MGR alone is highly competitive (89.54%), validating the effectiveness of Gaussian distribution modeling for motion trajectories.
Cross-dataset generalization improves by +2.78% (95.24% vs. 92.46%), demonstrating representational robustness.
Deployment in real CPR training scenarios yielded a 32% improvement in trainee practical assessment scores.

Highlights & Insights¶

Cross-domain transfer from 3D Gaussian Splatting to action recognition: The conceptual transfer from representing dense point clouds with Gaussian primitives to representing motion trajectories is both elegant and effective.
Extremely compact 10-dimensional action token: mean (3) + scale (3) + quaternion (4) = 10 dimensions, compressing variable-length temporal sequences into a fixed-size representation with high computational efficiency.
Dataset contribution: The hierarchical error annotations and association rule analysis in CPREval-6k reveal CPR error propagation chains, offering independent research value.

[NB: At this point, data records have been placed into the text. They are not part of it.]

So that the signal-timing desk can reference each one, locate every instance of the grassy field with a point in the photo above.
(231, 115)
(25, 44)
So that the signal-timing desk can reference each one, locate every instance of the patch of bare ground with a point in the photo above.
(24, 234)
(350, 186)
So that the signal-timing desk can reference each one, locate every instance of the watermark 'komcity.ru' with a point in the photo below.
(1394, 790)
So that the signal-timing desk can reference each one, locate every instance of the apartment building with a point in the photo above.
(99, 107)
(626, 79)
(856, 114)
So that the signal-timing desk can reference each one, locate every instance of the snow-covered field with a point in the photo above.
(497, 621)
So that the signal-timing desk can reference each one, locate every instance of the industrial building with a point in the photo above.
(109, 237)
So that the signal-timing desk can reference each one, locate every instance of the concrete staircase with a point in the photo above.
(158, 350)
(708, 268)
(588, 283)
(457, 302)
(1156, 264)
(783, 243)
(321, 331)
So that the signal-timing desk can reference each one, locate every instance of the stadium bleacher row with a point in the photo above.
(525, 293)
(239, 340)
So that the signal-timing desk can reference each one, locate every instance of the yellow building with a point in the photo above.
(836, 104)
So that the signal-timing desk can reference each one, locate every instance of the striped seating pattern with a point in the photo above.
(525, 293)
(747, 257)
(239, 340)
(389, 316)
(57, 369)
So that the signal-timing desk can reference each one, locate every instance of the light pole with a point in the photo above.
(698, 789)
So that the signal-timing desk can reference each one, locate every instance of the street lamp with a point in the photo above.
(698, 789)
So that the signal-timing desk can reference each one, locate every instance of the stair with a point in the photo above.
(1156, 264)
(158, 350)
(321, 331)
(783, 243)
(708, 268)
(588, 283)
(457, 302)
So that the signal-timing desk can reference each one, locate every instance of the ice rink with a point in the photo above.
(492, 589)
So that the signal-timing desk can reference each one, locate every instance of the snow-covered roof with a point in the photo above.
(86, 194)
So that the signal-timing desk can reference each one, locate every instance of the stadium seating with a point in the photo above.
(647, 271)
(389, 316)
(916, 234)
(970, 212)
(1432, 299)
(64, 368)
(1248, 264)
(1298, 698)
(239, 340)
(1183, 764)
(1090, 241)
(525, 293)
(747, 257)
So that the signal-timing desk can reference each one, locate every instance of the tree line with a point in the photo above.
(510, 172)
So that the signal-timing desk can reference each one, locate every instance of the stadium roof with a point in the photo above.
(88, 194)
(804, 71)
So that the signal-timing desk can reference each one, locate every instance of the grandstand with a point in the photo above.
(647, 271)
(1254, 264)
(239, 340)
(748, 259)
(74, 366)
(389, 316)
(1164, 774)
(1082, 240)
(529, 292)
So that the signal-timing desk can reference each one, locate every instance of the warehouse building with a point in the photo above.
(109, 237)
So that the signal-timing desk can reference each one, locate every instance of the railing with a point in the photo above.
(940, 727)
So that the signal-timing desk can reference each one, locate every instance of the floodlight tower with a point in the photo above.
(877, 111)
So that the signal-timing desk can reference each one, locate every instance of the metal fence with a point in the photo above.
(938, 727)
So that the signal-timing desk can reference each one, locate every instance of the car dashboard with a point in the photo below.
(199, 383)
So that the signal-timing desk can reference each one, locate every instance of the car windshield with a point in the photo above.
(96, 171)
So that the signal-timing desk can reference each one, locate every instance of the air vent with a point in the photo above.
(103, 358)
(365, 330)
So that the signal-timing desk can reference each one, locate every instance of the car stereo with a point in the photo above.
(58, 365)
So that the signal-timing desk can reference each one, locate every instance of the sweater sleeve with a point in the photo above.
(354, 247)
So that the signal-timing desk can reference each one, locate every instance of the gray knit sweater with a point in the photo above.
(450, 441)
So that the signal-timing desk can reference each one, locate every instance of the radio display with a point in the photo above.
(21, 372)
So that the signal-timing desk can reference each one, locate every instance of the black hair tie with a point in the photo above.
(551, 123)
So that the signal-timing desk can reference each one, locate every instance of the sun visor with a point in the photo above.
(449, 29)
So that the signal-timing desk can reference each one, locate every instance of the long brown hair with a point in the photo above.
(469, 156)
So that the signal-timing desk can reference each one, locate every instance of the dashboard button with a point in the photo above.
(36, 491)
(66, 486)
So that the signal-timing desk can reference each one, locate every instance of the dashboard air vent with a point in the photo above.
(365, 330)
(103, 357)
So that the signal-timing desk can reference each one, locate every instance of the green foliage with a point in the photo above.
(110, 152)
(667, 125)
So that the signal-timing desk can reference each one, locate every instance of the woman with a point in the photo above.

Limitations & Future Work¶

The number of Gaussian components \(K\) is a hyperparameter; different actions may require different values of \(K\).
The EM algorithm is non-differentiable, precluding end-to-end training of MGR parameters.
Validation is limited to CPR, a highly repetitive motion; applicability to complex free-form actions remains unverified.
2D skeleton input discards depth information; 3D skeleton combined with MGR could yield further improvements.

vs. ST-GCN: ST-GCN employs graph convolution with temporal convolution at 43.76 GFLOPs; GaussMedAct achieves higher accuracy using only 4.45 GFLOPs via Gaussian mixture modeling and dual-stream encoding.
vs. TimeSformer: Although RGB Transformers capture rich features, they lack anatomical modeling; GaussMedAct's skeleton-based foundation makes it naturally suited for medical action evaluation.

Rating¶

Novelty: ⭐⭐⭐⭐ Gaussian representation for action recognition constitutes a novel cross-domain transfer.
Experimental Thoroughness: ⭐⭐⭐⭐ Covers new dataset, cross-dataset evaluation, ablation study, and real-world deployment.
Writing Quality: ⭐⭐⭐⭐ Motivation is clear, though notation is dense.
Value: ⭐⭐⭐⭐ Both the dataset and method have practical value for medical action evaluation.